Reputation: 237
I'm currently plotting a number of different distributions of first differences from a number of regression models in ggplot. To facilitate interpretation of the differences, I want to mark the 2.5% and the 97.5% percentile of each distribution. Since I will be doing quite a few plots, and because the data is grouped in two dimension (model and type), I would like to define and plot the respective percentiles in the ggplot environment. Plotting the distributions using facets gets me to exactly where I want except for the percentiles. I could of course do this more manually, but I would ideally want to find a solution where I am still able to use facet_grid
, since this spared me a lot of hassle trying to fit the different plots together.
Here's an example using simulated data:
df.example <- data.frame(model = rep(c("a", "b"), length.out = 500),
type = rep(c("t1", "t2", "t2", "t1"),
length.outh = 250), value = rnorm(1000))
ggplot(df.example, aes(x = value)) +
facet_grid(type ~ model) +
geom_density(aes(fill = model, colour = model))
I've tried to add quantiles in two ways.
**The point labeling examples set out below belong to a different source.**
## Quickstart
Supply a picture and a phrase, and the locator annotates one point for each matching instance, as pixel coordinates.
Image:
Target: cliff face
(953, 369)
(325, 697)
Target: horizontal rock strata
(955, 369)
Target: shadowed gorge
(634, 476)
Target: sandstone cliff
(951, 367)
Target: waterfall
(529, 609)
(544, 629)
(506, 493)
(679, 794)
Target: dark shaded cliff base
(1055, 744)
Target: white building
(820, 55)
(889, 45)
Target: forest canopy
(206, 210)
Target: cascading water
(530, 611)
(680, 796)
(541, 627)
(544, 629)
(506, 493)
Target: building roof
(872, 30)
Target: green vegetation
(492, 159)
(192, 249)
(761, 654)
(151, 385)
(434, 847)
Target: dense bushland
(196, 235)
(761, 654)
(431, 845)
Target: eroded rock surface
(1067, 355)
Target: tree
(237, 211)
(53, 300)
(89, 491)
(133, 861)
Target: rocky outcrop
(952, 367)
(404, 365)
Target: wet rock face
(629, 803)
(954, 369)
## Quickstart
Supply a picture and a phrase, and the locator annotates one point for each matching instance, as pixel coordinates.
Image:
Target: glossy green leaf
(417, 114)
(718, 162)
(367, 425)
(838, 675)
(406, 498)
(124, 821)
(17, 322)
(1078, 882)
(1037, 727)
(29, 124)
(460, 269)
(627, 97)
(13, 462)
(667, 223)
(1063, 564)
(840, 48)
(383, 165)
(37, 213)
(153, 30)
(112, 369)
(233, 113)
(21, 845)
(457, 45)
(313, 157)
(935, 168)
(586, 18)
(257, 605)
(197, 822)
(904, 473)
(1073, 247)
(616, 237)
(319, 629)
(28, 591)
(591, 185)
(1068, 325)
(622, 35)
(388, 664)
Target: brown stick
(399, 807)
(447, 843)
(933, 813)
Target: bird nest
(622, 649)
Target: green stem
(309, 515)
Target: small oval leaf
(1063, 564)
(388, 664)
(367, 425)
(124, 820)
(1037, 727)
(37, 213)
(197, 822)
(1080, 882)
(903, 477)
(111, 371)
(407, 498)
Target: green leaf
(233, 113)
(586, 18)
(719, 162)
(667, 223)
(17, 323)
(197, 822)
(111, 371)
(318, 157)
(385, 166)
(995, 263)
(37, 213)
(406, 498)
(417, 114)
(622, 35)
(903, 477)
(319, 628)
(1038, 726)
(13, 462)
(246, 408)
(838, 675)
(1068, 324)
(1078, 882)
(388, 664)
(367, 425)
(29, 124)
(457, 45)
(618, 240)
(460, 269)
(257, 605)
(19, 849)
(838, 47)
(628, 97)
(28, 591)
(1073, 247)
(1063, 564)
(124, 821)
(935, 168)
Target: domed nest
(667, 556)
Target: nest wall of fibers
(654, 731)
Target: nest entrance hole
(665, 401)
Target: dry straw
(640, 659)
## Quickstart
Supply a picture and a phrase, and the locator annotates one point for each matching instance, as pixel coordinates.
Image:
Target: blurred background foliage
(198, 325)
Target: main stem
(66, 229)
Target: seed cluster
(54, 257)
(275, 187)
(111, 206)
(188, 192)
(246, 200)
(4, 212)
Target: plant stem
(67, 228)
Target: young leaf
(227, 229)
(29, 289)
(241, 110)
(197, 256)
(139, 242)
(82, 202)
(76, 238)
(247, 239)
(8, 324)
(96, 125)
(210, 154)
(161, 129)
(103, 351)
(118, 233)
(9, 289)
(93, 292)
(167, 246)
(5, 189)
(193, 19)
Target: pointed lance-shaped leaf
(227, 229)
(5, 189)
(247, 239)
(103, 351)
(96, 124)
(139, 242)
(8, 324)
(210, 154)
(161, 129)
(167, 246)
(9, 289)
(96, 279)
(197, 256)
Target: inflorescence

The first one produces an error message:
ggplot(df.example, aes(x = value)) +
facet_grid(. ~ model) +
geom_density(aes(fill = model, colour = model)) +
geom_vline(aes(x = value), xintercept = quantile(value, probs = c(.025, .975)))
Error in quantile(value, probs = c(0.025, 0.975)) : object 'value' not found
While the second one gets me the quantiles for the the complete variable and not for the sub-densities. That is, the plotted quantiles are identical for all four densities.
ggplot(df.example, aes(x = value)) +
facet_grid(type ~ model) +
geom_density(aes(fill = model, colour = model)) +
geom_vline(xintercept = quantile(df.example$value, probs = c(.025, .975)))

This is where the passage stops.